I finally finished my piece of the adolescent development project. Yay. After all is said and done, I'm more pleased than displeased with my work, but that could just be a loss of perspective. One unexpected outcome of this project is that it is forcing our central office to at least consider sexual minority students. As I compiled my research on identity formation, it was my job to look at the impact that ethnicity, race and gender had on identity, but sexuality was an issue as well.
I sensed a little surprise and a little pushback when I got the first feedback on the draft of my powerpoint. In the last three years, our school system has committed to "courageous conversations" about "cultural competency," primarily in order to address the achievement gap.
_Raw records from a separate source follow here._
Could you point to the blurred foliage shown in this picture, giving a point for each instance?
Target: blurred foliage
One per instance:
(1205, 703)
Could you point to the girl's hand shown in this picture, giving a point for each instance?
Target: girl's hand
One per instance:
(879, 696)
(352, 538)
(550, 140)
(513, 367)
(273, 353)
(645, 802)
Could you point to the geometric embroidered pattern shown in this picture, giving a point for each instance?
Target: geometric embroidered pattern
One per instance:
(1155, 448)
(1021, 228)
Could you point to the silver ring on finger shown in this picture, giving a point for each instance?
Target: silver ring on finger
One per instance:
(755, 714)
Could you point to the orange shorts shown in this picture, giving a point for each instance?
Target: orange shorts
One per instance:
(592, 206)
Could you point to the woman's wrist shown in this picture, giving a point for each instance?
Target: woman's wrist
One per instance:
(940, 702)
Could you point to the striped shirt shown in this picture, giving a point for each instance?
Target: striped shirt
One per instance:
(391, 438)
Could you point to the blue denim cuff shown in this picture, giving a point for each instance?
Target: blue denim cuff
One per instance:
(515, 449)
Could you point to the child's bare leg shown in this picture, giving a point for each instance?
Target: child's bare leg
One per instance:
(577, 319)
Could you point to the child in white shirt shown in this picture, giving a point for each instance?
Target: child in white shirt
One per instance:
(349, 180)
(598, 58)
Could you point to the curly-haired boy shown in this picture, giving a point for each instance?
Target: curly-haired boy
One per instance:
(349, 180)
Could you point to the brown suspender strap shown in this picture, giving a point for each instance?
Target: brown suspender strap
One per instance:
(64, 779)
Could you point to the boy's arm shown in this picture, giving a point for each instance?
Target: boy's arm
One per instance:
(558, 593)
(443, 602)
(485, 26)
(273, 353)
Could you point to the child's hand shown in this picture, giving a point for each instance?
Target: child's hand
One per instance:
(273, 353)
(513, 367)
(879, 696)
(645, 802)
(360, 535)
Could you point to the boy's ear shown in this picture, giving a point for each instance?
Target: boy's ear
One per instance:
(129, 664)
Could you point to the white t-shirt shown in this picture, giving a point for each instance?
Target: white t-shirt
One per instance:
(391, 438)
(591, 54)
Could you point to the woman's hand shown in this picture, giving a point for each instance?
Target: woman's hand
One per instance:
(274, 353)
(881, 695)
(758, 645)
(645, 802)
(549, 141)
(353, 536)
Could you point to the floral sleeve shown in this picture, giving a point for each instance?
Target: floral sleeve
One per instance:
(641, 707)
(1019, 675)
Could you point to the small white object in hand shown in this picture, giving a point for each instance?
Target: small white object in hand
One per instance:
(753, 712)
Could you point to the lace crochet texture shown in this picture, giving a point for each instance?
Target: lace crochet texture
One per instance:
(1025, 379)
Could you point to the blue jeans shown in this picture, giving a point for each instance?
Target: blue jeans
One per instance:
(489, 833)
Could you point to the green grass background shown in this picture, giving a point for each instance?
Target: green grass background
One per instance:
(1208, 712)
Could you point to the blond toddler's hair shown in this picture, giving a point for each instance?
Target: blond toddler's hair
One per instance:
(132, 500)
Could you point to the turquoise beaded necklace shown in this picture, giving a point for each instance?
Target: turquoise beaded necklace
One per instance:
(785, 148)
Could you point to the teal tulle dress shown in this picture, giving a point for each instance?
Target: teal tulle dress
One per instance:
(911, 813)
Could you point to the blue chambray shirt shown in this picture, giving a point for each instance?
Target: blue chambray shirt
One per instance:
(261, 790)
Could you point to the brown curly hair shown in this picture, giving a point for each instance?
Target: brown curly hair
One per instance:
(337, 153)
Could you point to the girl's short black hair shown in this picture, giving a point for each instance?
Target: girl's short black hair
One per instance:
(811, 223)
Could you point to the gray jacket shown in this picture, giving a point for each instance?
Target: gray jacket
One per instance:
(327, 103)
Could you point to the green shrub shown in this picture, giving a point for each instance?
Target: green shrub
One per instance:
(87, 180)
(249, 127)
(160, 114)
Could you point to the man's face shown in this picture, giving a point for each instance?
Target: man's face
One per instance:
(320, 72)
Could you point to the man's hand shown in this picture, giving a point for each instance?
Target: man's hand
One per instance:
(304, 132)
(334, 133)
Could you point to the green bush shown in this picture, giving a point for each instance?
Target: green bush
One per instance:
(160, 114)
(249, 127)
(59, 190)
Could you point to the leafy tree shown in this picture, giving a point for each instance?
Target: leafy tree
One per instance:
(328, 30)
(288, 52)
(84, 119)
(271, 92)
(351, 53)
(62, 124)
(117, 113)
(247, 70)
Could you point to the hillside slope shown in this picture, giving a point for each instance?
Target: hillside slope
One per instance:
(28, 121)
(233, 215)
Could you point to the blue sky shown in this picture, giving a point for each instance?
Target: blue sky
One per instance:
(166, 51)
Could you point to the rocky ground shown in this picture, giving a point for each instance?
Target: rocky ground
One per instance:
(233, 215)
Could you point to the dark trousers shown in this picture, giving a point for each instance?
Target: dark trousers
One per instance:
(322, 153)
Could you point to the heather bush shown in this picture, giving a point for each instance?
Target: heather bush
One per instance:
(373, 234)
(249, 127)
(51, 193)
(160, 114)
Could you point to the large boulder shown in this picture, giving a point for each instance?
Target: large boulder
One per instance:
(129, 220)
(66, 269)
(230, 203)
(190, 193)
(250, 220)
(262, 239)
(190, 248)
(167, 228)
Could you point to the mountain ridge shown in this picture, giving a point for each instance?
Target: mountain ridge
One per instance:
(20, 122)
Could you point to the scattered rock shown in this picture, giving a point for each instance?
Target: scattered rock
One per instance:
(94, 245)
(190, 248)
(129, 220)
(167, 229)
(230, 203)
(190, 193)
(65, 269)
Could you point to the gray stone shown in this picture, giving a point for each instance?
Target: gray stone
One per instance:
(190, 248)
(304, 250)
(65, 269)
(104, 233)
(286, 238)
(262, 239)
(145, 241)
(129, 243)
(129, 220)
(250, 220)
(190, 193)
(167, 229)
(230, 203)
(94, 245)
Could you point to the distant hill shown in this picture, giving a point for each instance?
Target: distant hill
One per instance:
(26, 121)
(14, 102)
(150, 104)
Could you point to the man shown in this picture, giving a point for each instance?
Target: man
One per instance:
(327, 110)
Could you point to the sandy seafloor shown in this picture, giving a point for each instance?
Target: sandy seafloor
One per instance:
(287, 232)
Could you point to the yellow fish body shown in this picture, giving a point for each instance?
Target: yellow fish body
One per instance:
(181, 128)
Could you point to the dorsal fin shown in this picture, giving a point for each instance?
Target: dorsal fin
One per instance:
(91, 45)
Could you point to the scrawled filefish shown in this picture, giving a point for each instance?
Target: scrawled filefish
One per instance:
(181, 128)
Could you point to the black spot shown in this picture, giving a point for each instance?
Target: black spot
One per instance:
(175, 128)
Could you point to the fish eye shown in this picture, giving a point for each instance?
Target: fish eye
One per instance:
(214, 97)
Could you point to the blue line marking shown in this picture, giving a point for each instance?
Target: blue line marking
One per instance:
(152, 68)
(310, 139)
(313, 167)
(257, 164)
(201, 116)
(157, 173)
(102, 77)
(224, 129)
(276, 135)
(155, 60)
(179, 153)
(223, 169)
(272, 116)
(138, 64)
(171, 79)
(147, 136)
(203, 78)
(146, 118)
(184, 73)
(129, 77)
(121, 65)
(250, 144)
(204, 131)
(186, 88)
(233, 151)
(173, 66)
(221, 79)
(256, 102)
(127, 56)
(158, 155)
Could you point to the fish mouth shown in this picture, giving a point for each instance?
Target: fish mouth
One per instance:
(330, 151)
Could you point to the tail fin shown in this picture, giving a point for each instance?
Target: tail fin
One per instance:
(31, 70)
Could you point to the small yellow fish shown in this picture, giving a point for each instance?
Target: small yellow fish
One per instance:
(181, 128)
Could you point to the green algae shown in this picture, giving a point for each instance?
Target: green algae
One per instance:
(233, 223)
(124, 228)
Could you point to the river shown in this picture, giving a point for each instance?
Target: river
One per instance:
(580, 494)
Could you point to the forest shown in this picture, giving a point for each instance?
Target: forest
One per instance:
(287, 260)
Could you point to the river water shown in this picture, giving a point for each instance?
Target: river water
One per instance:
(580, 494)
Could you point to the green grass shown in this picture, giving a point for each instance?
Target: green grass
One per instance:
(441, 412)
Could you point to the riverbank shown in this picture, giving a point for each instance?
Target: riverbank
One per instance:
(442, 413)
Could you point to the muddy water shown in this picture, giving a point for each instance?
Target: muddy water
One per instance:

Sexual minorty is usually a neglected component of these conversations.
I teach in a middle school, and many people feel that kids who are only 11-14 years old are too young to be concerned about, much less engaged in any conversations about, sexuality. But the truth is, at that age, most kids who are gay, know it, and refusing to talk about it only reinforces their feeling of isolation. Unlike other minorities, gay kids don't usually come from gay families, and often they are afraid that not only will their families not understand and/or support them, but may even reject them because they're gay. Their peers use "gay" as a derogatory term, and in a time when fitting in is vital, their feelings about being gay are nothing they want to share with their friends. In many cases, gay middle school kids have no support at all during this crucial developmental period.
I think our school system should acknowledge that and do something about it.